A consent decree filed in federal court Friday says Sunland Inc. can reopen its plant in Portales if it hires an independent expert to develop a sanitation plan, which then must be approved by the Food and Drug Administration.
Conditions at the plant, which is the largest organic peanut butter producer in the country, prompted the FDA in November to use new authority for the first time to revoke the company's operating certificate without a court hearing. The action came after the plant was linked to a salmonella outbreak that sickened 42 people in 20 states this fall.
Friday's filing reinstates Sunland's food facility registration. But the company cannot process or distribute food from its peanut butter or peanut mill plants in Portales until it has complied with the consent decree's requirements and receives written authorization from the FDA.
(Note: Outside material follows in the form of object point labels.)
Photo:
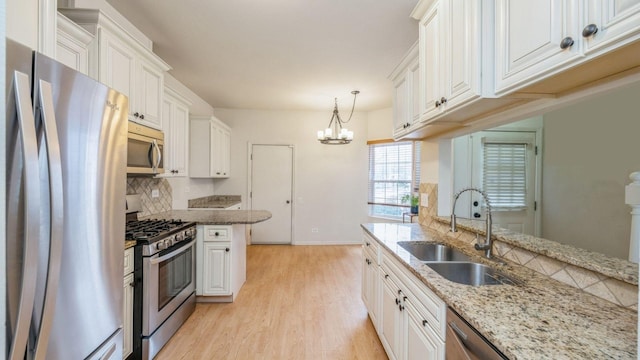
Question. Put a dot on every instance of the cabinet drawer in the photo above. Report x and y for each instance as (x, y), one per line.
(371, 245)
(217, 233)
(128, 261)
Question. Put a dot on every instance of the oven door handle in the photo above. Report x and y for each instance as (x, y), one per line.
(154, 261)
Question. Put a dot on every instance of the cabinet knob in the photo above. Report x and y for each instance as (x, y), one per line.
(589, 30)
(566, 43)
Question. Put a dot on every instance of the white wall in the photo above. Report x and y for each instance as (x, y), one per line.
(22, 21)
(329, 181)
(589, 151)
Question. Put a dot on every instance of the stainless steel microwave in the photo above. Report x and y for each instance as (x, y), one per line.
(145, 148)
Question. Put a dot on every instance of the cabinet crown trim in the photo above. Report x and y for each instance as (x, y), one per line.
(93, 19)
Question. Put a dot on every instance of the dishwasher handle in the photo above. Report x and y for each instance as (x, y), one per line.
(466, 343)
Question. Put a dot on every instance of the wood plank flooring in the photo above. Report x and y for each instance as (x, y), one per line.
(299, 302)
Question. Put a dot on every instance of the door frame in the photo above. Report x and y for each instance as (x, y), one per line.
(293, 187)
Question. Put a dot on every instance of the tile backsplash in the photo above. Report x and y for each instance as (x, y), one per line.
(145, 186)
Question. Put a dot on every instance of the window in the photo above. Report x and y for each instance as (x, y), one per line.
(394, 171)
(504, 176)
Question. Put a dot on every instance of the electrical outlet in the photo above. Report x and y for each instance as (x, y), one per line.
(424, 200)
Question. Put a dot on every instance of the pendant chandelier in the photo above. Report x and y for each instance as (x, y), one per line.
(335, 133)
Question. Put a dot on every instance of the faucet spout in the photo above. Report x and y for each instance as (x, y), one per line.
(488, 243)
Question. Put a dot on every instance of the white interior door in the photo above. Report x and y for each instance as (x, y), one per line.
(271, 189)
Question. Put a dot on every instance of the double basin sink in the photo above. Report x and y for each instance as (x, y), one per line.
(455, 266)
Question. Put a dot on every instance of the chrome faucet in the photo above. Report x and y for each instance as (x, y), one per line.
(488, 243)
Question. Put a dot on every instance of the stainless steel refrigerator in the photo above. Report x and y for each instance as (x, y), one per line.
(66, 180)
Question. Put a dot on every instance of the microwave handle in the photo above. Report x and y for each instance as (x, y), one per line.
(159, 152)
(150, 153)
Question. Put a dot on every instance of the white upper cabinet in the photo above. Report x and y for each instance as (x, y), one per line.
(452, 51)
(72, 45)
(405, 79)
(551, 46)
(610, 24)
(533, 39)
(175, 125)
(121, 62)
(210, 148)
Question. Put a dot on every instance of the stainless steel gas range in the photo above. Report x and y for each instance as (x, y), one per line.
(164, 295)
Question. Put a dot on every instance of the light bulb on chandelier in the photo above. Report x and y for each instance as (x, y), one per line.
(335, 133)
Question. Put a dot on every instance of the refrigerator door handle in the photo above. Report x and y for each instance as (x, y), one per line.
(27, 133)
(45, 104)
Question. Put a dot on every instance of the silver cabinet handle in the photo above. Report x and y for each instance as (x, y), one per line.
(30, 172)
(44, 101)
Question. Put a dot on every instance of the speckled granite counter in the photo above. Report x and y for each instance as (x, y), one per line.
(216, 217)
(616, 268)
(540, 319)
(215, 202)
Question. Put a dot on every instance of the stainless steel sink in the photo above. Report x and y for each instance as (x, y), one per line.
(469, 273)
(433, 252)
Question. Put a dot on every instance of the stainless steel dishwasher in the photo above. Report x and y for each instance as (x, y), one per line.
(466, 343)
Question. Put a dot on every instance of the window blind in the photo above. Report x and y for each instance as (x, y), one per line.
(394, 171)
(504, 174)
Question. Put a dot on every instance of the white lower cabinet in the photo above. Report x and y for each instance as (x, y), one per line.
(220, 262)
(411, 319)
(128, 284)
(216, 274)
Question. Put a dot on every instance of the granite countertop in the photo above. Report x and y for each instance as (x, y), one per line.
(215, 217)
(540, 319)
(215, 202)
(620, 269)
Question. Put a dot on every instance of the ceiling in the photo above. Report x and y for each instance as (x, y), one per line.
(279, 54)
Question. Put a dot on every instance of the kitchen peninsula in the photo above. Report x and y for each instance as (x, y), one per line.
(221, 249)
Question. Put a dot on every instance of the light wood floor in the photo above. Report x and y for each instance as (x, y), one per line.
(299, 302)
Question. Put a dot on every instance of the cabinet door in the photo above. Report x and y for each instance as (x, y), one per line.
(150, 87)
(179, 137)
(414, 92)
(616, 22)
(528, 40)
(431, 77)
(127, 346)
(401, 104)
(462, 62)
(390, 318)
(225, 153)
(421, 342)
(117, 67)
(216, 275)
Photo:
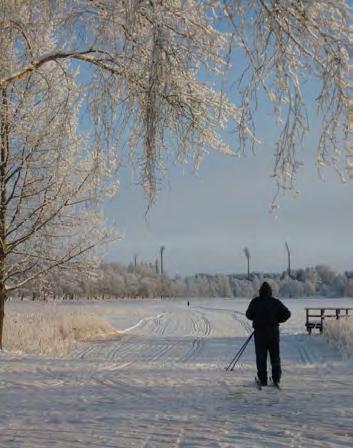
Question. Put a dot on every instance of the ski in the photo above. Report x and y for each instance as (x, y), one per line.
(273, 384)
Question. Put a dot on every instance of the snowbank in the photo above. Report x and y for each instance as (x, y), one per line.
(49, 330)
(340, 333)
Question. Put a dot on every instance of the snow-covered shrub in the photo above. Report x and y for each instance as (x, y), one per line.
(339, 332)
(50, 330)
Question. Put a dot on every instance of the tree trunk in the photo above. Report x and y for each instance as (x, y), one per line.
(4, 157)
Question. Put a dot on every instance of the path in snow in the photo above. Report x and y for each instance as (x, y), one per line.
(163, 384)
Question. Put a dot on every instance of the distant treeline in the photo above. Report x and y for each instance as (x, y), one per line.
(113, 280)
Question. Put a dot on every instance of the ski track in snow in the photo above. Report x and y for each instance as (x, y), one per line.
(162, 383)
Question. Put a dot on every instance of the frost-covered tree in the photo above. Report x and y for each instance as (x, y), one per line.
(133, 75)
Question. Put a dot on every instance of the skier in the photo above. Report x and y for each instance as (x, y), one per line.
(267, 313)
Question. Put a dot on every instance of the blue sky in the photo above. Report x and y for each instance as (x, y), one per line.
(206, 221)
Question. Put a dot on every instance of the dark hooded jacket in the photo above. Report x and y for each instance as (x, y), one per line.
(265, 311)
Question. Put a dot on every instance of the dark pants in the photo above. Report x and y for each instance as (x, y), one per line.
(267, 340)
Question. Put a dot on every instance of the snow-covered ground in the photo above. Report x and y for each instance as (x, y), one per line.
(162, 383)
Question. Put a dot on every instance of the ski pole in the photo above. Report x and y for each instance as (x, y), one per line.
(238, 354)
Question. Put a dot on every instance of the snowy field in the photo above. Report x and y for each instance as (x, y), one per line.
(162, 383)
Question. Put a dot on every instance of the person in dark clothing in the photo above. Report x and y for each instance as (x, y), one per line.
(267, 313)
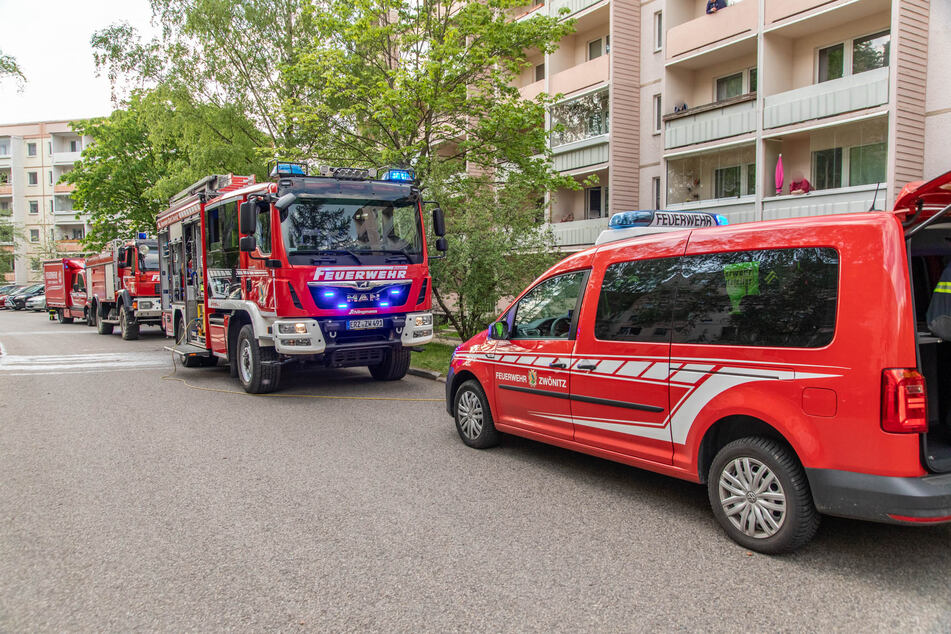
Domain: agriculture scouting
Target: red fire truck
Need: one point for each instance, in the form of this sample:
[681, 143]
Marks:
[65, 281]
[330, 269]
[123, 287]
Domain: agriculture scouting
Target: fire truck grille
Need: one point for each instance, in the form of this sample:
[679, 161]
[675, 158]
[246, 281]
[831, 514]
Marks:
[351, 357]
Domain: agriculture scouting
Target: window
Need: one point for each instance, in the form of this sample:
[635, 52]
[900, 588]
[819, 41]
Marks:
[870, 52]
[726, 182]
[831, 62]
[546, 311]
[593, 208]
[867, 164]
[777, 298]
[730, 86]
[827, 168]
[636, 301]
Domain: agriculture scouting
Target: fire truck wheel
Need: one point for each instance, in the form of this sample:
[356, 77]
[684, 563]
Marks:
[470, 409]
[127, 325]
[258, 369]
[761, 497]
[394, 366]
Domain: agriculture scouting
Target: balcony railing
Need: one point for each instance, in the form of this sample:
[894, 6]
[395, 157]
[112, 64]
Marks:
[573, 5]
[579, 233]
[734, 20]
[590, 73]
[824, 201]
[838, 96]
[710, 122]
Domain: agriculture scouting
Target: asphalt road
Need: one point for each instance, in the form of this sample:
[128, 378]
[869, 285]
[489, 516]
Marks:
[131, 501]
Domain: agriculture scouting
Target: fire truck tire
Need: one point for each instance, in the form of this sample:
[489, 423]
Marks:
[258, 370]
[470, 409]
[761, 497]
[127, 325]
[394, 366]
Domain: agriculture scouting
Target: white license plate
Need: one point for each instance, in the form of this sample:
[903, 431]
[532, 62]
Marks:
[364, 324]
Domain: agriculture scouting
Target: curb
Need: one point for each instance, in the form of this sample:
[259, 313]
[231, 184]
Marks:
[427, 374]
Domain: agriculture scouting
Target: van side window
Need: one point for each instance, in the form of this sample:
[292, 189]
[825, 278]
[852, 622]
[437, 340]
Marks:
[546, 311]
[779, 298]
[636, 300]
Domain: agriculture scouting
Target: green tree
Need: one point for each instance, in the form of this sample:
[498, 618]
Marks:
[143, 154]
[430, 84]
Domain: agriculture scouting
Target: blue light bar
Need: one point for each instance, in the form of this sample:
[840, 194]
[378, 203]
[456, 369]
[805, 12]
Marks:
[399, 175]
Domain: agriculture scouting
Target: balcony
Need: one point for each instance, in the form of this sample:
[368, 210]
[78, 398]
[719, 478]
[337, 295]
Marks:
[590, 73]
[65, 158]
[713, 121]
[838, 96]
[824, 201]
[734, 22]
[573, 6]
[573, 236]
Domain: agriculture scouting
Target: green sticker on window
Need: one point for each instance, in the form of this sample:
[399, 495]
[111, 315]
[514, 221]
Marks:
[742, 279]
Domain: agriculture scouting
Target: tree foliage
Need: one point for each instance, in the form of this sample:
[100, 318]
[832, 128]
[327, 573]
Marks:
[143, 154]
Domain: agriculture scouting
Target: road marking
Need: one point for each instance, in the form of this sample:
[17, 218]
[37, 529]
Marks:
[19, 365]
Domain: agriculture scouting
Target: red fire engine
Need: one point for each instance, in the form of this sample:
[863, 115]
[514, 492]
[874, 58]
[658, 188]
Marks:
[65, 281]
[330, 269]
[123, 287]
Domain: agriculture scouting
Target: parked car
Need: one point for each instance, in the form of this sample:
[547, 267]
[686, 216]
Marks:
[783, 364]
[18, 301]
[36, 303]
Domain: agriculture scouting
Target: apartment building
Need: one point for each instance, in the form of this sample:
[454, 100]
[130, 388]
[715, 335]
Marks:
[38, 219]
[668, 106]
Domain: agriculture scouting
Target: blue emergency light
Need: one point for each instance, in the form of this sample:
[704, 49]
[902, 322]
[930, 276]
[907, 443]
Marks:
[403, 175]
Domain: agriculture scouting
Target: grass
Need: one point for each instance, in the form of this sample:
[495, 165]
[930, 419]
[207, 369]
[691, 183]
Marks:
[435, 357]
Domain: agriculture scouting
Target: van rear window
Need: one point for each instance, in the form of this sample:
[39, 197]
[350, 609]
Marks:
[776, 298]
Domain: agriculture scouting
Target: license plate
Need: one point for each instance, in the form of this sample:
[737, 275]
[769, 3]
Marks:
[364, 324]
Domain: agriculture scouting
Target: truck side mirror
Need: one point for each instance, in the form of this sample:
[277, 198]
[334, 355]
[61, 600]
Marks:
[247, 218]
[247, 244]
[439, 223]
[499, 330]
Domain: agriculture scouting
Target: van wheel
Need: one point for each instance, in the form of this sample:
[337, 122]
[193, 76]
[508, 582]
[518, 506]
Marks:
[258, 369]
[127, 325]
[473, 417]
[394, 366]
[103, 328]
[761, 497]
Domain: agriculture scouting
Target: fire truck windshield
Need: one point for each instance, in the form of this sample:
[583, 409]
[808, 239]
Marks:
[352, 231]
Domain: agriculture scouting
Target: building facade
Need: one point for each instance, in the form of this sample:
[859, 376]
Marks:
[668, 106]
[38, 219]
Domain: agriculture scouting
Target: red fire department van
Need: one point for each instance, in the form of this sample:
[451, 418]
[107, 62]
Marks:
[329, 269]
[65, 282]
[796, 367]
[123, 287]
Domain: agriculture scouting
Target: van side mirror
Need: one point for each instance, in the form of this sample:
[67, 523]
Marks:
[247, 218]
[439, 223]
[499, 330]
[247, 244]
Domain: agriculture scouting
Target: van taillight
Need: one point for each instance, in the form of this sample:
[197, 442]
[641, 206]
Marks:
[904, 401]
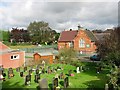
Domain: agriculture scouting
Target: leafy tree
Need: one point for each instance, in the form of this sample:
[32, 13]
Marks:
[109, 48]
[40, 32]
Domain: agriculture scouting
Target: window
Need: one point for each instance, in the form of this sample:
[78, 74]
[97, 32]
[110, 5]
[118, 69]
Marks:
[81, 43]
[88, 45]
[14, 57]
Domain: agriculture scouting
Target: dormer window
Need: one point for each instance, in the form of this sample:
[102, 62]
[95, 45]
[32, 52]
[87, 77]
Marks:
[81, 43]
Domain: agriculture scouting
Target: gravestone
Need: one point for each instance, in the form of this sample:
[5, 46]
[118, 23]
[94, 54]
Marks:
[43, 62]
[43, 84]
[28, 80]
[56, 76]
[37, 71]
[55, 83]
[69, 72]
[66, 82]
[61, 75]
[21, 74]
[18, 69]
[43, 70]
[30, 72]
[37, 77]
[10, 73]
[1, 71]
[48, 70]
[78, 70]
[25, 69]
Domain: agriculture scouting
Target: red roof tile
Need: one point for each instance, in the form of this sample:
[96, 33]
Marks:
[67, 35]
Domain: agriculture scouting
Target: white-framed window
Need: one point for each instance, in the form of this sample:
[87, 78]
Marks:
[81, 43]
[14, 57]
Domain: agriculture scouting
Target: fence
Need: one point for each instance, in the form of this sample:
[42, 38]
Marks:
[38, 49]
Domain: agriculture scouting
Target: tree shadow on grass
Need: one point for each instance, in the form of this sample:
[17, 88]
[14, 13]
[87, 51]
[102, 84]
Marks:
[95, 85]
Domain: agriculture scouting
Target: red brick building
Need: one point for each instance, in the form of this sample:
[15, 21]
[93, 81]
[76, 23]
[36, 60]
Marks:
[81, 40]
[47, 57]
[11, 58]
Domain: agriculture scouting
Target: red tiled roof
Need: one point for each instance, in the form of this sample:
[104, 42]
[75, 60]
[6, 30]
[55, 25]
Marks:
[67, 35]
[3, 46]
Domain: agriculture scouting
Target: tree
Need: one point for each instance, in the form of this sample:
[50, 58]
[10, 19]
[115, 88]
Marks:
[40, 32]
[109, 48]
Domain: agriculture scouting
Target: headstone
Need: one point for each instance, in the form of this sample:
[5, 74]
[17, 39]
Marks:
[18, 69]
[43, 70]
[1, 71]
[37, 71]
[70, 72]
[55, 83]
[81, 68]
[21, 74]
[25, 69]
[48, 70]
[78, 70]
[66, 82]
[28, 80]
[10, 73]
[30, 71]
[61, 75]
[43, 84]
[56, 76]
[43, 62]
[37, 77]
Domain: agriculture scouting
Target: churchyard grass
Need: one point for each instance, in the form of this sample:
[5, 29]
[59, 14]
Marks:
[86, 79]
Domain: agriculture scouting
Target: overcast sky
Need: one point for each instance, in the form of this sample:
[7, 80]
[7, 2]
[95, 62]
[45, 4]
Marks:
[91, 14]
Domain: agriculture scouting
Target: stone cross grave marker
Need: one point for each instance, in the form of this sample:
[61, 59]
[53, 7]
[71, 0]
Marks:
[55, 83]
[66, 82]
[43, 84]
[28, 80]
[10, 73]
[37, 77]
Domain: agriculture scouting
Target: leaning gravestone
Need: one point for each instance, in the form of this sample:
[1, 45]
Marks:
[55, 83]
[37, 77]
[10, 73]
[28, 80]
[66, 82]
[21, 74]
[43, 84]
[18, 69]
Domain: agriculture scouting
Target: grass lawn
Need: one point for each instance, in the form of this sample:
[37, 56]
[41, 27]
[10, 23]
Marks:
[86, 79]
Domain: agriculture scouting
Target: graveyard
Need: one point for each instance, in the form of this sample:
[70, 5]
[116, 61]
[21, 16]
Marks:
[55, 76]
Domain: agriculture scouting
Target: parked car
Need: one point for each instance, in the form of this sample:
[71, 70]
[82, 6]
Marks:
[95, 57]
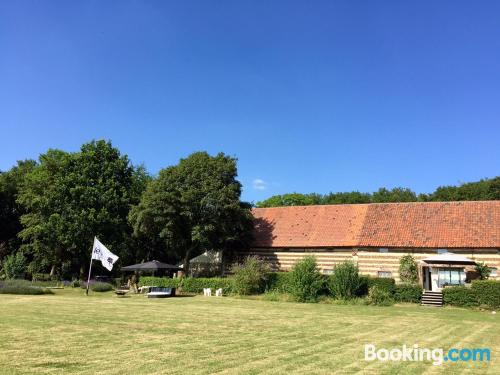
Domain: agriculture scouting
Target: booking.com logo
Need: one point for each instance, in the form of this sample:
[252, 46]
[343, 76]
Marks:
[436, 355]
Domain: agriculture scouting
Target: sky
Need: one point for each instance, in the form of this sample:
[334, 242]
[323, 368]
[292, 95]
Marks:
[309, 96]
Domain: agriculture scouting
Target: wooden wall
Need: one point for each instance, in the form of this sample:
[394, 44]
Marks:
[369, 260]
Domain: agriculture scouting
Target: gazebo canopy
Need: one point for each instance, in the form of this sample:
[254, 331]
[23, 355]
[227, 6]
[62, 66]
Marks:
[448, 258]
[153, 265]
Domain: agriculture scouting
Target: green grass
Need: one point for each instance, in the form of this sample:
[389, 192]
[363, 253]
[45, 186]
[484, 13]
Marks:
[68, 333]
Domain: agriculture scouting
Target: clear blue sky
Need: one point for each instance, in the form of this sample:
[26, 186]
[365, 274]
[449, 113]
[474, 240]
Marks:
[310, 96]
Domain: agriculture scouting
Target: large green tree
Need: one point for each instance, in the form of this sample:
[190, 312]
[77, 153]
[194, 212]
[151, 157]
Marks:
[293, 199]
[11, 211]
[194, 206]
[71, 197]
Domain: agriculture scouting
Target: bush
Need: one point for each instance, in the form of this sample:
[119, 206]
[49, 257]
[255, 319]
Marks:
[408, 271]
[100, 286]
[383, 283]
[278, 282]
[408, 293]
[21, 287]
[75, 284]
[189, 284]
[250, 277]
[487, 292]
[460, 296]
[196, 284]
[483, 270]
[163, 282]
[275, 296]
[15, 266]
[306, 282]
[379, 296]
[41, 277]
[344, 283]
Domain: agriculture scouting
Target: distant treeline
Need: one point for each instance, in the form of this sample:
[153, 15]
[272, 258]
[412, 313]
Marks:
[486, 189]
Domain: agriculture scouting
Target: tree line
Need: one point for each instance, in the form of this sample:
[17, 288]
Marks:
[51, 209]
[485, 189]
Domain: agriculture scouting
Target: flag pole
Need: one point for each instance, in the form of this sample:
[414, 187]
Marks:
[90, 270]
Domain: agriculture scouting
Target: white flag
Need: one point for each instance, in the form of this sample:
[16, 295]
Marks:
[100, 252]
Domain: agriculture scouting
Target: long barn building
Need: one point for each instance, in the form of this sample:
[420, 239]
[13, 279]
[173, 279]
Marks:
[375, 236]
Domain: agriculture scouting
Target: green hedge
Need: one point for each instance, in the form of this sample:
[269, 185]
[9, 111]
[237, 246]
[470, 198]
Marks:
[460, 296]
[408, 293]
[164, 282]
[367, 282]
[279, 282]
[383, 283]
[190, 284]
[487, 292]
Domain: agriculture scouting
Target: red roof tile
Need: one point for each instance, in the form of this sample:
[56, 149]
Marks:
[430, 225]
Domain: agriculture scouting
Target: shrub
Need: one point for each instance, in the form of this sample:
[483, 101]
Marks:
[279, 282]
[75, 283]
[382, 282]
[487, 292]
[250, 277]
[189, 284]
[275, 296]
[306, 282]
[379, 296]
[408, 293]
[483, 270]
[21, 287]
[196, 284]
[460, 296]
[362, 286]
[344, 283]
[408, 271]
[41, 277]
[164, 282]
[100, 287]
[15, 266]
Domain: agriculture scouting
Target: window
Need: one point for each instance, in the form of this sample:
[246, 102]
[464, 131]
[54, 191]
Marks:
[385, 274]
[450, 276]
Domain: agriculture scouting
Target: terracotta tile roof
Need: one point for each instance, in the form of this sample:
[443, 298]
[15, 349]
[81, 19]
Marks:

"This consent decree prohibits Sunland from selling processed foods to consumers until it fully complies with the law," Stuart F. Delery, principal deputy assistant attorney general for the Justice Department's civil division, said in a statement. "As this case demonstrates, the Department of Justice and FDA will work together to protect the health and safety of Americans by making sure that those who produce and sell the food we eat follow the law."
Sunland said the agreement came after it "provided additional information to FDA to demonstrate that recommended actions have been taken and required corrective actions are being implemented."
Sunland spokeswoman Katalin Coburn said that after the decree was filed, the FDA gave the plant permission to reopen its peanut processing facility while it works on the plan for reopening the peanut butter plant. She said work will resume the day after Christmas.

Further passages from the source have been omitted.